Intern Diaries: Statistics

Published in

Analytics Vidhya

9 min readJan 6, 2021

In this blog we learn to deal with numbers with statistics. This blog would be a quick refresher to the concepts already learnt in high school mathematics and would also introduce new topics in context with Machine Learning.

Why do we need to study statistics?

In this day and age, we have a plethora of data which needs to processed and understood. But how does one even start with performing operations on a dataset? It starts when, one has enough information on the given data to analyze and process it. This is done by statistics. Statistics is nothing but the practice of collecting huge amounts of information and inferring certain details out of it for later use. Below are some of the applications of statistics in machine learning:

cleaning and preparing dataset
aids in model selection
helps in obtaining information from the set of observations and creating inference on them
helps in finding the correlation between different variables and data

Quick refresher for basic topics

Percentiles: If some number in a sequence falls under n% percentile then, that indicates that, that number is greater than n% of the numbers in that series.
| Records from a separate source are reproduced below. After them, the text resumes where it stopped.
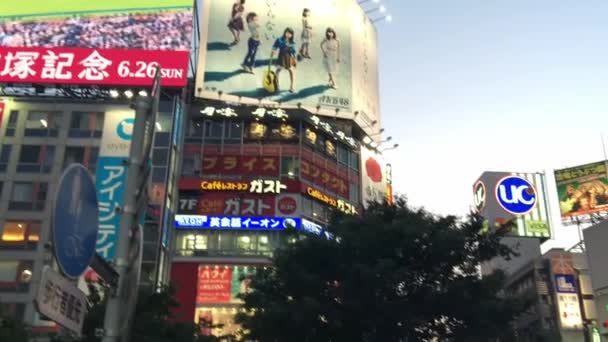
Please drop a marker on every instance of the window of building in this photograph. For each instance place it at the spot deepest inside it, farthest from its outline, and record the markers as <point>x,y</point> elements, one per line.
<point>43,124</point>
<point>20,234</point>
<point>11,126</point>
<point>33,158</point>
<point>28,196</point>
<point>290,167</point>
<point>86,125</point>
<point>15,276</point>
<point>5,155</point>
<point>353,160</point>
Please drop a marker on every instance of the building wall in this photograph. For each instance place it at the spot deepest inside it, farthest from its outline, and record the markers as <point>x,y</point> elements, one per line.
<point>67,131</point>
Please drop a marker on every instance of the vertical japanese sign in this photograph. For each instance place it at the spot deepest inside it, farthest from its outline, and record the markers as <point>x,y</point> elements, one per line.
<point>95,42</point>
<point>214,284</point>
<point>2,106</point>
<point>111,177</point>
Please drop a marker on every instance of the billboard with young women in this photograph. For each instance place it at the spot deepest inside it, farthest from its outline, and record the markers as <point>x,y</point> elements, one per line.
<point>320,55</point>
<point>110,42</point>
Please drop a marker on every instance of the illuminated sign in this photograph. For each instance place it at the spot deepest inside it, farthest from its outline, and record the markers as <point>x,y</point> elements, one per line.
<point>96,42</point>
<point>569,311</point>
<point>235,222</point>
<point>258,186</point>
<point>339,204</point>
<point>565,283</point>
<point>515,195</point>
<point>479,196</point>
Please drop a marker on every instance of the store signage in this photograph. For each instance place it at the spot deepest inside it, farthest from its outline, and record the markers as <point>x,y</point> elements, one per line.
<point>61,301</point>
<point>258,186</point>
<point>275,113</point>
<point>339,204</point>
<point>235,222</point>
<point>565,283</point>
<point>479,196</point>
<point>87,66</point>
<point>569,311</point>
<point>516,195</point>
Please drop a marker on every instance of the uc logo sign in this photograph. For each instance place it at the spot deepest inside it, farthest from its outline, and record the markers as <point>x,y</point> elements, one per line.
<point>125,129</point>
<point>516,195</point>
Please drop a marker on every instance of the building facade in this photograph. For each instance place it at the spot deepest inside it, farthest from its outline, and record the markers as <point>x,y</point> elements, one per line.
<point>39,139</point>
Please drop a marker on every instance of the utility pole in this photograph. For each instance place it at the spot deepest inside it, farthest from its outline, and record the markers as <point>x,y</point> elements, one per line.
<point>118,308</point>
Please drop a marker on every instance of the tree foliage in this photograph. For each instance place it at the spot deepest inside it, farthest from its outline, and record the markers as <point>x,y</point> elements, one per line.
<point>11,329</point>
<point>394,274</point>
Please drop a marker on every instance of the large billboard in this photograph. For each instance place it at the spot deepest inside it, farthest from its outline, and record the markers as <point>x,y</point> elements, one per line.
<point>110,42</point>
<point>323,54</point>
<point>582,190</point>
<point>373,176</point>
<point>514,201</point>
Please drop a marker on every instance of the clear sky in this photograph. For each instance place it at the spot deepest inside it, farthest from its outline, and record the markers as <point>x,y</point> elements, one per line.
<point>473,85</point>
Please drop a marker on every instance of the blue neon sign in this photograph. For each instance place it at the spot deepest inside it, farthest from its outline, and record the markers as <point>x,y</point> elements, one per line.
<point>236,222</point>
<point>516,195</point>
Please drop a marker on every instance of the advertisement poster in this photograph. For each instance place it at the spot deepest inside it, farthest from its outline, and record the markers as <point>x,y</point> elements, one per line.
<point>329,47</point>
<point>214,284</point>
<point>582,190</point>
<point>373,176</point>
<point>95,42</point>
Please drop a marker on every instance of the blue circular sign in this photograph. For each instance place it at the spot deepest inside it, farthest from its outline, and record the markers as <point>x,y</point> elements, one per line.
<point>516,195</point>
<point>75,221</point>
<point>125,128</point>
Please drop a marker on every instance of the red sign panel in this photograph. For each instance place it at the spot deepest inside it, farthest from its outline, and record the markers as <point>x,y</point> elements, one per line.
<point>324,178</point>
<point>2,105</point>
<point>129,67</point>
<point>214,284</point>
<point>241,165</point>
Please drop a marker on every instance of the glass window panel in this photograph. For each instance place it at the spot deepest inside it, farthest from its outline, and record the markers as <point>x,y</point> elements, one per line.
<point>23,192</point>
<point>29,154</point>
We find percentile by first sorting our sequence in ascending order.

Then, we calculate it by using formula n =( P/100)*N

where, n is the rank in your sequence , P is the percentile to be calculated and N is the number of values in the dataset or sequence.

Quantiles: They constitute the 25th , 50th , 75th and 100th percentile of your dataset.
Mean: It’s the sum of values divided by the number of values of the dataset.
Median: There are some cases in which the measure of the central tendency given by mean gets deviated alot. And this leads to wrong inferences regarding data. In order to curb this, we sort the given data and pick the middle value (or the average of 2 middle values if number of values is even). This middle term is our median. This helps in reducing the effect of outliers. For eg: [1, 2, 5 ,6 ,45] in this case, 45 is the outlier whose effects we want to reduce. So, we choose 5 as our central tendency measure.
Mode: The most frequent value of the dataset.
Standard deviation and Variance: Variance is calculated as,

∑ (xᵢ-μₓ)(xᵢ-μₓ)/n from i =1 to i=n

where n is the no. of values in dataset μₓ is the mean for given data values. The standard deviation is simply the square root of variance.

Important Concepts

Population: It is a pool of similar items. The number of such items in a population is normally so large, that making a dataset out of it becomes a tedious job. For example, if we want to collect data on the number of people affected with COVID-19 in a certain state, then the people of that state becomes the population.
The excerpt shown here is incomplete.